L’anthropologue et économiste David Graeber publie « Bullshit Jobs ». Une enquête, donc, sur les « jobs à la con ».
« On nous raconte que le capitalisme n’est pas un système très joli, qu’il crée de la misère et de l’aliénation. Mais au moins, nous dit-on, il est efficace. Ce serait même le meilleur système jamais pensé. Et moi je l’ai cru aussi. Et puis j’ai rencontré beaucoup de gens qui m’ont dit : je ne fais rien toute la journée à mon boulot. Je me suis même rendu compte que 37% à 40% des gens sentent que leur métier n’a pas besoin d’exister. Le système est vraiment complètement délirant ».
Enseignant en Anthropologie et en Économie à la London School Economist, grande voix de l’Occupy Wall Street (mouvement de contestation pacifique dénonçant les abus du capitalisme financier), David Graeber vient de publier, aux Éditions Les liens qui Libèrent, son enquête Bullshit Jobs, qui raconte ces métiers qui, comme leur appellation l’indique, s’avèrent être de véritables jobs à la con.
« Job à la con », et non pas « job de merde », précise David Graeber. Car contrairement aux « jobs à la con », les « jobs de merde », comme on qualifie ces jobs souvent mal payés, où les gens sont humilités et déconsidérés par la société, sont le plus souvent les emplois les plus utiles et les plus nécessaires à la société.
Plus il est difficile d’expliquer aux autres ce que vous faites au travail, plus il est probable que votre travail soit, en effet, un job à la con
David Graeber : « Il y a une différence très nette entre la façon dont votre emploi bénéficie aux autres et la façon dont vous êtes payés. Plus vous aidez le monde, moins vous êtes payés. On nous enseigne effectivement qu’il n’y a pas de superflus dans le capitalisme, et qui out job inutile aurait, normalement, été nécessairement supprimé. Or, ce n’est pas le cas. Certaines personnes, le plus souvent ceux qui ont le plus de gens sous leur responsabilité, n’effectuent dans les faits aucun travail véritable. »

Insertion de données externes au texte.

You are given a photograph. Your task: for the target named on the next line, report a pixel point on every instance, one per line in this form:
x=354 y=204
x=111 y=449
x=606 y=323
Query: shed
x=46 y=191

Le plus souvent, l’employé lui-même, nous dit l’anthropologue, a la sensation que si son travail disparaissait du jour au lendemain, cela ne ferait aucune différence. Le monde pourrait même être un peu mieux.
Il poursuit. « Si vous écrivez, par exemple, des rapports que personne ne lit, vous effectuez probablement un emploi à la con, sans même le savoir. Et personne ne viendra vous le dire, puisque celui-ci sera souvent très bien payé. En fait, plus il est difficile d’expliquer aux autres ce que vous faites exactement au travail, plus il est probable que votre travail soit, effectivement, un job à la con. »
David Graeber était l’invité d’Armel Hemme, dans la Matinale de Nova.